Rebecca Newberger Goldstein came up with a lovely concept in her early novel The Mind-Body Problem: the mattering map. The idea is essentially that everyone has their own framework of peaks and valleys, areas they visit regularly, those they cherish, those they believe important but don't really know too much about, those they're happy to disregard... as you go through life, as you consider, explore and navigate, the map becomes more detailed. It may change entirely in places. Where once it was 'there be dragons', you may find instead real gold.


I like this concept. It gives us a sense of preferences and priorities while reminding us that there will be new territories we haven't yet reached.

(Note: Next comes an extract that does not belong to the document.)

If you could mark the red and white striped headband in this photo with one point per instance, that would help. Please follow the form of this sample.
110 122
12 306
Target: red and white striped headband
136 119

I can map this map (!) onto a rough sketch of Nietzsche's idea of personal development. He divides people into camels, lions and children (who aren't childish really). I got this not from the text itself but an episode of the Panpsycast podcast. OK, so the camels are those who just, unthinkingly, carry the burdens imposed by culture, society, religion and upbringing. They are conventionally moral as far as their situation demands. I guess he thought most of us are camels. For Goldstein, that's a map outlined by others which we haven't annotated.


Lions are rather like adolescents - which reminds me of Susan Nieman's idea of moral development, her second stage. They see the whole world as imposing these huge 'Thou shalt not!' edicts and rebel against them. It's like they want to tear up the whole map and draw an imaginary country. Or, they shout, 'Screw the map, I'm going wherever I want!'


The child, in Nietzsche's view, says 'Yes!' Possibilities are open. She is willing to explore and create, is delighted to discover and eager to learn. She may validate or ignore the traditional map - but she'll have considered it. Ultimately, it's her map, her own map. She creates it.


I was talking to my philosopher buddy in California, not about this, but about the Peter Singer book. And explaining the validity of sentience, of levels of consciousness - being self aware, a sense of the self as continuous and progressing through time. We were considering the validity of happiness and preferences as a foundation for an ethical framework. Of course, you have to ground things somewhere. If not in God, then where? The utilitarian's, it seems to me, is the most rational starting place.


And yet...


Maybe it's not all about quantities of consciousness, maybe it's about qualities of consciousness. Who knows if the zillion colour experience of a bee is not in a sense 'better'? Who are we to judge? How could we, from our inevitably subjective perspective? And happiness, maybe a dog experiences level of elation that no human, even pharmacologically assisted, can attain. Would the world be better if we were all born to pamper pooches? Maybe the suffering, subjectively, of a cow when her calf is taken away, is of some order of things, far worse than that of a human a in similar situation?


I know, I know, we can only base our decisions on the best science we have. And yet our science is dictated by our minds and looking for our stuff. We may never, because we might never know or care how to look, be able to answer these questions.


So, as a species, we're stuck in 'camel' - with a necessarily limited map.